Love you to Death Page 13
Ashley still didn’t understand. “What’s wrong with her?”
“She’s afraid.” Gary stroked Constance’s cheek, his touch a mockery of gentleness.
Constance’s eyes closed in defeat. Ashley didn’t know what to do, so she covered the woman’s chilled fingers with her own, hoping to offer some kind of comfort.
“That’s good. You two are going to get along perfectly. I can tell.” Gary snapped on a pair of rubber gloves and pulled the cloth off the table, revealing a tray filled with gleaming metal surgical instruments.
Next to them lay an equally sinister handgun.
Gary looked across Constance’s body to where Ashley sat. “If you move from that chair, I’ll kill her first, then you.
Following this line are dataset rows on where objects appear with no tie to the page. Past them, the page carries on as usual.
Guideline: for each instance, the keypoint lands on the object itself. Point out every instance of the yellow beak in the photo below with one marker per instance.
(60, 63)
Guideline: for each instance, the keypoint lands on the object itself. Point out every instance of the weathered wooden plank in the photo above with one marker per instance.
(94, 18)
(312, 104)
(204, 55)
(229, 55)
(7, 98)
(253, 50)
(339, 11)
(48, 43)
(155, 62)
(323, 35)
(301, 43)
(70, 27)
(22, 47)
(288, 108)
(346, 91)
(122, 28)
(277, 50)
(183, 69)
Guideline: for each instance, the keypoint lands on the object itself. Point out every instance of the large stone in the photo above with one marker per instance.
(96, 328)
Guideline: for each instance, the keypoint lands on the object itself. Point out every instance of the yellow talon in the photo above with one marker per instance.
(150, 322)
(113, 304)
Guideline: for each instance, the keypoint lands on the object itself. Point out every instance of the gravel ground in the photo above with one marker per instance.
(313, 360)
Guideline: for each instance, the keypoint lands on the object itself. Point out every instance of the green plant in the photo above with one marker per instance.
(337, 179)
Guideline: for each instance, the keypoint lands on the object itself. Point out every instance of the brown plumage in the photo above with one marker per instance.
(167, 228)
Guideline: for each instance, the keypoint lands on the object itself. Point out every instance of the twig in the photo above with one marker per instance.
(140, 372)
Do you understand?”
No. She didn’t understand any of this, but his threat was clear, as was the fact that he was deadly serious.
Ashley gave a numb nod and squeezed the woman’s hand.
When Gary made the first cut along Constance’s wrist, Ashley screamed right along with her.
Elise was dressed to kill in a short blue dress with way too many tiny buttons holding it closed. It had taken her ten minutes to get the thing on, but it went with the shoes she’d picked out for tonight. They were a bit more sensible—still heels, but they laced up her ankles, so if she had to run in them, at least they wouldn’t fly off her feet.
And the chances she’d need to run were going up by the day.
Elise knew what they were doing was dangerous; she simply didn’t care, not if that’s what it took to find Ashley.
Sally’s was nearly as crowded as it had been the night before. The music seemed louder tonight, the lights brighter. Maybe it was just her fatigue and constant worry that made everything harsher.
Elise shielded her eyes as she made her way across the dance floor toward the bar.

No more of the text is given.